Sin embargo, muchos trabajadores tienen una visión muy distinta a la de la presidenta balear. Una auxiliar de enfermería, A.A.M., que estuvo trabajando hasta este mismo mes de diciembre en el Hospital de Can Misses de Ibiza, explica su caso a ABC. Natural de Asturias, en donde nació hace 40 años, esta auxiliar llegó a la isla pitiusa hace dos años. Hasta ahora había estado cubriendo una baja larga, pero hace unos días pidió el cese voluntario y decidió regresar a su tierra. Por dos motivos, por la exigencia del catalán y por el actual elevado precio de los alquileres en Ibiza.

«¿Qué necesitamos, sanitarios o lingüistas?», se pregunta esta auxiliar, y añade: «Ahora se valora más un título de catalán que la experiencia y la formación». En ese contexto, indica que en Can Misses «sólo se hablan dos idiomas», el castellano y el inglés. «Es cierto que la gente muy mayor se expresa mejor en ibicenco, pero nunca ha habido ningún problema en ese sentido», concluye.

En la misma línea crítica se pronuncia Juan Talavera, de 43 años, que trabaja como enfermero en Can Misses desde hace una década. Natural de Linares, en Jaen, llegó a Ibiza hace 15 años. Juan recalca que la mayor parte de los profesionales sanitarios llegados a la isla vienen de fuera.

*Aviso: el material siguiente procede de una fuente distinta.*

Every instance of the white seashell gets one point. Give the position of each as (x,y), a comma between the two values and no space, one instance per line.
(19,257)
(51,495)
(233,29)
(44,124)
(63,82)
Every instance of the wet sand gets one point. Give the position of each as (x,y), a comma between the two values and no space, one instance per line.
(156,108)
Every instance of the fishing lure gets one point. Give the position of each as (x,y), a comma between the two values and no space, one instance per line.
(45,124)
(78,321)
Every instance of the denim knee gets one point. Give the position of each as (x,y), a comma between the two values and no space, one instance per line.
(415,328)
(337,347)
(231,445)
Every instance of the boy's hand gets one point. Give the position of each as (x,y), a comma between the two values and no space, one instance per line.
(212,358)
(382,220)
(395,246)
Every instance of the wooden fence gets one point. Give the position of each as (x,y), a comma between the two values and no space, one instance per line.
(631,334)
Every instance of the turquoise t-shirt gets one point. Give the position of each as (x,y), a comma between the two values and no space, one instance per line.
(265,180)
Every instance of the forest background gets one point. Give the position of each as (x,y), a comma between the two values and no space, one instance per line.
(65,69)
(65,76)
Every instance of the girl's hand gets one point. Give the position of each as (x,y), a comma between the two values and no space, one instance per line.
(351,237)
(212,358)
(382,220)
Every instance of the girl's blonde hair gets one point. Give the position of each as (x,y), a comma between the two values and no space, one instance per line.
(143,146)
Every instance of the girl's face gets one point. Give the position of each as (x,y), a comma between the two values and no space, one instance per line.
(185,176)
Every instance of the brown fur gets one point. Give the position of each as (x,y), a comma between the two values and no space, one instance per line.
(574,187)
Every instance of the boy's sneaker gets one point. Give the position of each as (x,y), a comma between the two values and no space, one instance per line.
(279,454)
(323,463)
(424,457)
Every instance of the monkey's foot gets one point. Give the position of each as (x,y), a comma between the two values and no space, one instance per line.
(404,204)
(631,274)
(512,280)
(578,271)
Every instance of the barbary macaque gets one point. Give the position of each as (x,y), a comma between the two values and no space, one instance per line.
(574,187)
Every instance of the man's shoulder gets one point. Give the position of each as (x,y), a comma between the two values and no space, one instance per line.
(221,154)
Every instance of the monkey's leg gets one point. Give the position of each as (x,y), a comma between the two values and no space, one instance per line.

Consecuencias para los pacientes
«Quieren restringir nuestros derechos con ese decreto», lamenta, al mismo tiempo que indica que sobre todo le preocupa que «a medio plazo se verá afectada la salud de los pacientes» por la nueva norma lingüística del Govern. Juan está perfectamente integrado laboral y socialmente. Tiene casa propia en Ibiza, en donde vive con su esposa y su hijo, pero aun así está pensando seriamente en marcharse.

Según el secretario general de Satse en Baleares, Jorge Tera, «ningún profesional cualificado admite que se le etiquete como de segunda clase, que es lo que está ocurriendo con el decreto del catalán». A su juicio, «los verdaderos efectos del decreto se van a ver en dos o tres años, cuando lo que ha sido hasta ahora un efecto llamada se convierta en efecto rechazo».

Desde el citado sindicato se considera también que «estar tramitando un decreto para excluir a profesionales cualificados del acceso al empleo público en una situación como ésta es una irresponsabilidad». Por ello, el Satse pide a la presidenta del Govern y a la consejera de Salud, la socialista Patricia Gómez, que «den marcha atrás y que no permitan que un criterio político impuesto por el socio minoritario —MÉS por Mallorca— ponga en peligro la asistencia sanitaria».

El Sindicato de Enfermería (Satse) del Archipiélago y el Sindicato Médico de Baleares (Simebal), mayoritarios en el sector, son las dos entidades que hasta ahora se han opuesto con mayor firmeza a la exigencia del catalán en la sanidad isleña. Ambos sindicatos anunciaron el pasado mes de noviembre que impugnarían el mencionado decreto autonómico. Simebal y Satse defienden que el dominio de la lengua catalana sea sólo un mérito y no un requisito.

Excluidos de las oposiciones
La citada polémica lingüística ha coincidido ahora con el hecho de que 423 auxiliares de enfermería que querían presentarse a las oposiciones que, el año próximo, convocará el Govern, han quedado fuera del listado provisional de admitidos por no poder acreditar el nivel de catalán exigido, el B1 en este caso. De momento, sí han sido admitidas, en cambio, 2.305 personas, que podrán optar al total de 253 plazas ofertadas. Del citado total, 134 plazas son de turno libre y 119 de promoción interna.

Por tanto, por razones lingüísticas han quedado excluidos, provisionalmente, el 18 por ciento de los auxiliares de enfermería inscritos. Una vez que salga ya el listado definitivo de admitidos, tras estudiarse las alegaciones y subsanarse los posibles errores, las personas que hayan quedado finalmente excluidas reclamarán, en principio, la tasa de 11,29 euros que han tenido que abonar para poder presentarse a dichas oposiciones.

Entre los excluidos ahora provisionalmente hay auxiliares que tienen el nivel A2 de catalán, que es el inmediatamente inferior al B1 solicitado ahora. El nivel A2 acredita que el hablante tiene un dominio de la lengua, tanto oral como escrito, que le permite resolver situaciones habituales básicas de comunicación.